Pengurus merupakan organ korporasi (dibaca: badan usaha) yang menjalankan kepengurusan korporasi yang bersangkutan sesuai dengan anggaran dasar, termasuk mereka yang dalam kenyataannya memiliki kewenangan dan ikut memutuskan kebijakan korporasi/badan usaha yang dapat dikualifikasikan sebagai tindak pidana. Dengan demikian, setiap individu yang ditunjuk sebagai memiliki tanggung jawab organisasi atau operasional untuk spesifik perilaku atau yang memiliki kewajiban untuk mencegah, suatu pelanggaran oleh badan usaha dalam hal ini melaksanakan kewajiban untuk melakukan perlindungan dan pengelolaan lingkungan hidup sebagaimana diatur dalam Pasal 68 UUPPLH dapat dimintakan pertanggungjawaban pidana atas terjadinya tindak pidana lingkungan.

Bahan bacaan:

Alvi Syahrin, 2011, Ketentuan Pidana Dalam UU No. 32 Tahun 2009 Tentang Perlindungan dan Pengelolaan Lingkungan Hidup, PT Sofmedia. Jakarta.

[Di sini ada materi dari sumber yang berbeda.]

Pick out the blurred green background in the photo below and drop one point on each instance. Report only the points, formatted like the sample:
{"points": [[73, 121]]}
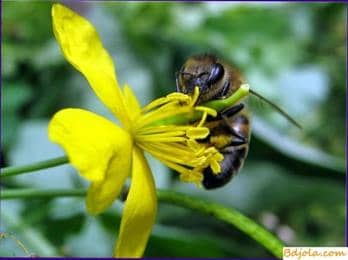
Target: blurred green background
{"points": [[293, 182]]}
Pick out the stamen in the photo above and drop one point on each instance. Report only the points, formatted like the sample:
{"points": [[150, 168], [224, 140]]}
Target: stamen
{"points": [[176, 145]]}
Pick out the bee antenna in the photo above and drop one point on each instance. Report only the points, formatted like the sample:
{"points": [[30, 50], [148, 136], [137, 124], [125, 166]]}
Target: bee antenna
{"points": [[278, 109]]}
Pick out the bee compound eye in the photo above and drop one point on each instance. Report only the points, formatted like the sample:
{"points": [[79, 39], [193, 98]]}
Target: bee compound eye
{"points": [[216, 73]]}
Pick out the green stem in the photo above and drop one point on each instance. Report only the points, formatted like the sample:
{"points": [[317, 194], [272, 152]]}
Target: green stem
{"points": [[227, 215], [16, 170]]}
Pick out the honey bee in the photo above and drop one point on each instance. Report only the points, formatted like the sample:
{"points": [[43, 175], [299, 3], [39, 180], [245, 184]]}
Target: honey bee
{"points": [[230, 129]]}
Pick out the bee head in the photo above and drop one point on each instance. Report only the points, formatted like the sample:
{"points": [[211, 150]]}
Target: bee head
{"points": [[203, 71]]}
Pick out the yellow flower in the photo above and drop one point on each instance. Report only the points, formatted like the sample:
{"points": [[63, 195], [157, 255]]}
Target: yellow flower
{"points": [[106, 154]]}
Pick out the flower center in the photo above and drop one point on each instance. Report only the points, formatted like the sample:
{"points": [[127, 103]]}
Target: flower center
{"points": [[164, 128]]}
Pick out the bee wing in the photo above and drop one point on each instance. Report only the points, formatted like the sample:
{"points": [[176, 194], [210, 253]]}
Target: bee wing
{"points": [[277, 108]]}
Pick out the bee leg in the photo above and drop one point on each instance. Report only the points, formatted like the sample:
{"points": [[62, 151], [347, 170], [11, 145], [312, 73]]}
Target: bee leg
{"points": [[230, 165], [240, 138], [231, 111]]}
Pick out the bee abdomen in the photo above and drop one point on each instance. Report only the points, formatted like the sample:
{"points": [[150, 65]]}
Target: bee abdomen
{"points": [[230, 165]]}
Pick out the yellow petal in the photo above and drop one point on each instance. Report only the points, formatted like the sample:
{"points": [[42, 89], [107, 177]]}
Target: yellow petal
{"points": [[139, 212], [82, 47], [98, 148], [132, 103]]}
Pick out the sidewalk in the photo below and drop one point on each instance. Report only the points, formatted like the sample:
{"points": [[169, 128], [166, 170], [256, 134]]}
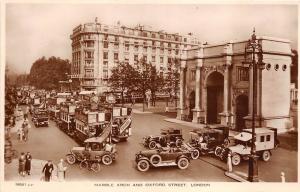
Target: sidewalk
{"points": [[11, 171], [195, 125], [288, 140]]}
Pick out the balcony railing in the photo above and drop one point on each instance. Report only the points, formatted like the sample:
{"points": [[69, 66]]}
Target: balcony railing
{"points": [[89, 66]]}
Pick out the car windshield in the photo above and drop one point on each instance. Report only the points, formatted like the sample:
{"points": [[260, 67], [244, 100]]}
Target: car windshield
{"points": [[240, 142]]}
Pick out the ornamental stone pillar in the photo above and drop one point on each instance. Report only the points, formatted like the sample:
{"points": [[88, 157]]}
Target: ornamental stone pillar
{"points": [[198, 105], [225, 115], [182, 96]]}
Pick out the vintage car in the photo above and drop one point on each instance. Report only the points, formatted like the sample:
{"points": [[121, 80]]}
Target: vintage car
{"points": [[168, 136], [40, 118], [121, 123], [206, 140], [266, 140], [98, 149], [163, 156]]}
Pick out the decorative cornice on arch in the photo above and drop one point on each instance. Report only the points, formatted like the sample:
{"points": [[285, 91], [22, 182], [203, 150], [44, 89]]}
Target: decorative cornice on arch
{"points": [[238, 92], [209, 70]]}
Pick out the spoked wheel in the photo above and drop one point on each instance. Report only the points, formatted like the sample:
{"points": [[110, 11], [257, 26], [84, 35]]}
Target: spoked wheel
{"points": [[266, 155], [95, 167], [218, 151], [107, 159], [195, 154], [178, 142], [71, 159], [84, 164], [183, 163], [236, 159], [152, 145], [143, 165]]}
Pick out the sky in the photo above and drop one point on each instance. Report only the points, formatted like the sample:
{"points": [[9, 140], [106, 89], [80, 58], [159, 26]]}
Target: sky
{"points": [[36, 30]]}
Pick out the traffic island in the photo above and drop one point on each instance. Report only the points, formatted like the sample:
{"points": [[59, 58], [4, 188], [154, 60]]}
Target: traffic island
{"points": [[238, 176], [11, 171]]}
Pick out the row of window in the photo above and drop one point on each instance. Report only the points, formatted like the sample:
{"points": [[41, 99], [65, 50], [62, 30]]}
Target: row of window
{"points": [[276, 67], [137, 47], [148, 34], [64, 116]]}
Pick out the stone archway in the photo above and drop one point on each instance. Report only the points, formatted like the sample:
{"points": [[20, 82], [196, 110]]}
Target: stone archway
{"points": [[241, 112], [214, 97], [191, 105]]}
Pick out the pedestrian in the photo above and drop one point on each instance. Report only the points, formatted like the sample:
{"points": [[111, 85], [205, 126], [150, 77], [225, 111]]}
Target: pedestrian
{"points": [[28, 158], [22, 160], [61, 170], [25, 130], [47, 170], [26, 112], [20, 133]]}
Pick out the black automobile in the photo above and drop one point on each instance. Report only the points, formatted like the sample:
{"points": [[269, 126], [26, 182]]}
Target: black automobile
{"points": [[163, 156], [168, 136], [206, 140], [40, 118]]}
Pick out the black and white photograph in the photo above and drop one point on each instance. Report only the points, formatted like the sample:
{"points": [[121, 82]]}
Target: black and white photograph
{"points": [[132, 95]]}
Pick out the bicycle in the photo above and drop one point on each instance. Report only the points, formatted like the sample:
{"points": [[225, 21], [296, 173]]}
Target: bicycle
{"points": [[90, 165]]}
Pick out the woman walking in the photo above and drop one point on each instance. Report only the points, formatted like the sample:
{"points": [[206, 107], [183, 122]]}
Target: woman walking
{"points": [[22, 160]]}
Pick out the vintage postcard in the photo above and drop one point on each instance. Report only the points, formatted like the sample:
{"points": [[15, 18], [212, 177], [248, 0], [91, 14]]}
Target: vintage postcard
{"points": [[149, 96]]}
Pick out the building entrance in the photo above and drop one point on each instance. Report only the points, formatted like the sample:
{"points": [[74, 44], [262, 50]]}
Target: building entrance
{"points": [[191, 105], [241, 111], [215, 94]]}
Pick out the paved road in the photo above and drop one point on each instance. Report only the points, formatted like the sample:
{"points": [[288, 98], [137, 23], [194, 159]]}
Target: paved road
{"points": [[51, 143]]}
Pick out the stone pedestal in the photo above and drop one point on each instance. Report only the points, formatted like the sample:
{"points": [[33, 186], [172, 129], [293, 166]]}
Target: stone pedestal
{"points": [[226, 118], [198, 116], [180, 114], [259, 122]]}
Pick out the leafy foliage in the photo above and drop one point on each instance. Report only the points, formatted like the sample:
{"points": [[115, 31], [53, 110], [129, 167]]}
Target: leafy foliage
{"points": [[123, 78], [171, 83], [46, 73]]}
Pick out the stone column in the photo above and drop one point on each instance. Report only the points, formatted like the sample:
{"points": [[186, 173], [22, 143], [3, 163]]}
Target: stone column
{"points": [[182, 97], [198, 105], [225, 120]]}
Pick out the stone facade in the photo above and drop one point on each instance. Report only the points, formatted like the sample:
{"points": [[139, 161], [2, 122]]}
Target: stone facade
{"points": [[216, 85], [97, 48]]}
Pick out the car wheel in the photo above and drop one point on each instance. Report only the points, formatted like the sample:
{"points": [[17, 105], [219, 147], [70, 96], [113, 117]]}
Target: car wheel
{"points": [[218, 151], [107, 159], [83, 164], [95, 167], [155, 160], [183, 163], [266, 155], [226, 142], [71, 159], [143, 165], [235, 159], [178, 142], [152, 145], [195, 154]]}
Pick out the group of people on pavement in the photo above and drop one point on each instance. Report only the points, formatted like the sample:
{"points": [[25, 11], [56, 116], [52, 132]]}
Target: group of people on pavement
{"points": [[23, 131], [47, 171], [25, 164]]}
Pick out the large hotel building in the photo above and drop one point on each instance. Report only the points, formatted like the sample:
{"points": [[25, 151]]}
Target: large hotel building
{"points": [[97, 48]]}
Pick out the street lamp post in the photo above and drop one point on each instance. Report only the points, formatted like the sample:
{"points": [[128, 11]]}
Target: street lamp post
{"points": [[252, 48]]}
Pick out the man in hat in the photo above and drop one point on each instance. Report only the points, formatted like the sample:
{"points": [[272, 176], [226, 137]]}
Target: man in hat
{"points": [[28, 163], [25, 130], [61, 170], [47, 170]]}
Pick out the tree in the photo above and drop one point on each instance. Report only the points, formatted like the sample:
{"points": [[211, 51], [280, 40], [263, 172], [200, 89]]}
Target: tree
{"points": [[46, 73], [149, 79], [172, 80], [122, 79], [156, 83], [294, 68]]}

Hans Kelsen, 2006, Teori Hukum Murni; Dasar-dasar Ilmu Hukum Normatif, (terjemahan Raisul Muttaqien), Penerbit Nusamedia & Penerbit Nuansa, Bandung.
Jan Remmelink, 2003, Hukum Pidana: Komentar atas pasal-pasal terpenting dari Kitab Undang-Undang Pidana Belanda dan padanannya dalam Kitab Undang-Undang Hukum Pidana Indonesia, (terjemahan Tristam Pascal Moeliono), PT Gramedia Pustaka Utama, Jakarta
Muladi dan Diah Sulistyani RS, 2013, Pertanggungjawaban Pidana Korporasi (Corporate Criminal Responsibility), PT Almuni, Bandung.
Muladi dan Dwidja Priyatno, 2013, Pertanggungjawaban Pidana Korporasi, Kencana Prenadamedia Group, Jakarta.
Sutan Remy Sjahdeini, 2007, Pertanggungjawaban Pidana Korporasi, Grafiti Pers, Jakarta.
Schaffmeister D, Keizer N, Sutorius E. PH, 1995, Hukum Pidana, (Editor penerjemahan: Sahetapy), Penerbit Liberty, Yogyakarta.
Takdir Rahmadi, 2011, Hukum Lingkungan di Indonesia, PT Raja Grafindo Persada, Jakarta.
Zainal Abidin Farid, H.A., 2010, Hukum Pidana 1, Sinar Grafika, Jakarta.